Preannunciata ieri dalla Procuratrice Beatrice Pilloud, la svolta investigativa dell’inchiesta sulla strage di Crans Montana ha determinato l’arresto in carcere di Jacques Moretti e gli arresti domiciliari della moglie Jessica Maric, i contitolari del lounge discoteca Le Constellation all’interno del quale un terribile incendio ha provocato 40 vittime, sei delle quali italiane.
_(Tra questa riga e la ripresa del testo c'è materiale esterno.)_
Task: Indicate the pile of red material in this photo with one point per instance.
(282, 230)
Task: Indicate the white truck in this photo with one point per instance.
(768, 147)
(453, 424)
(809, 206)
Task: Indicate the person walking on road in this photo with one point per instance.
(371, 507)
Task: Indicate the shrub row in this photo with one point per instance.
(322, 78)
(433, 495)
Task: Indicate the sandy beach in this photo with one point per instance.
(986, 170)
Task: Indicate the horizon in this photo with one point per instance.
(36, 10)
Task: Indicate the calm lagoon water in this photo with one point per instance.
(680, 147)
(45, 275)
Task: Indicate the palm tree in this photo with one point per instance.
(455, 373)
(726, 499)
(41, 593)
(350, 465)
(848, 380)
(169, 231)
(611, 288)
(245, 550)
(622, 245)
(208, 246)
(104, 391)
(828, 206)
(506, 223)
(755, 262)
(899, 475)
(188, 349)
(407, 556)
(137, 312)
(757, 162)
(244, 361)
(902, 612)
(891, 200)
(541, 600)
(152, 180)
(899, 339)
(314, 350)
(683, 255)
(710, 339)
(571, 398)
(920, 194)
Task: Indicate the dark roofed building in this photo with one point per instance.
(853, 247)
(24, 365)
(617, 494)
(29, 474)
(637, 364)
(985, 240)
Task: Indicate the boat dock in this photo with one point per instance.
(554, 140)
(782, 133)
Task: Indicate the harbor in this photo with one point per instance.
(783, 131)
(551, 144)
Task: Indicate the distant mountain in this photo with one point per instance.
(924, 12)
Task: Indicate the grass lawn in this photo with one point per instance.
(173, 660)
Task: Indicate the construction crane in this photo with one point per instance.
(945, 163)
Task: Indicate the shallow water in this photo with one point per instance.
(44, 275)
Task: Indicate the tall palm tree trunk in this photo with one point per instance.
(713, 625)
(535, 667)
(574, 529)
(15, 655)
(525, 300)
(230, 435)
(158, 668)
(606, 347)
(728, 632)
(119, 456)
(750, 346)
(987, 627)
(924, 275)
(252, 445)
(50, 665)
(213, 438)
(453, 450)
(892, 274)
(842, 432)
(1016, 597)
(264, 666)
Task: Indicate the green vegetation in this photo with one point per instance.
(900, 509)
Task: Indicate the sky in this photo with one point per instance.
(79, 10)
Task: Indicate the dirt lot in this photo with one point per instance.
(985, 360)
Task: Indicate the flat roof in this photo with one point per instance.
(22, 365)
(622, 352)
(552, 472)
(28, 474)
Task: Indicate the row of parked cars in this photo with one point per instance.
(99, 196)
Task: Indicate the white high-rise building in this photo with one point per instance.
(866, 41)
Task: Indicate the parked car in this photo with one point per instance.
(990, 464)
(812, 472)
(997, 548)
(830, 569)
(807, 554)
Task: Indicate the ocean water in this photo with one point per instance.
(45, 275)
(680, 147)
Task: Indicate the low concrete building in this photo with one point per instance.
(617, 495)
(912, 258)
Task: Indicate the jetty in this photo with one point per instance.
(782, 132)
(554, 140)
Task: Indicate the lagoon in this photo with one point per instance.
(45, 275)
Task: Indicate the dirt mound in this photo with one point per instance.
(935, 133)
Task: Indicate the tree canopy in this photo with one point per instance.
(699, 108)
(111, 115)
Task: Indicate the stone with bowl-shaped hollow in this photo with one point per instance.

L’arresto si è reso necessario, ha motivato la Procuratrice Generale del Cantone Vallese, per il “concreto pericolo che Jacques Moretti fugga dalla confederazione elvetica, tenuto conto delle sue dichiarazioni, del suo percorso di vita e della sua situazione in Svizzera e all’estero”.

Moretti e la moglie sono stati interrogati per sei ore e mezza dagli inquirenti. “Le indagini proseguono per determinare le circostanze dell’incendio” si legge in una nota firmata dalla procuratrice Pilloud che coordina i quattro pubblici Ministeri impegnati nell’inchiesta.
Al termine dell’interrogatorio dei gestori in qualità di imputati e dopo una nuova valutazione del rischio di fuga, é stata richiesta al Tribunale la misura cautelare dell’arresto in carcere nei confronti di Jaques Moretti.
L’interrogatorio dei due indagati per omicidio plurimo, incendio e lesioni colpose, si è svolto alla presenza degli avvocati difensori della coppia e dei familiari delle vittime costituitesi parti civili.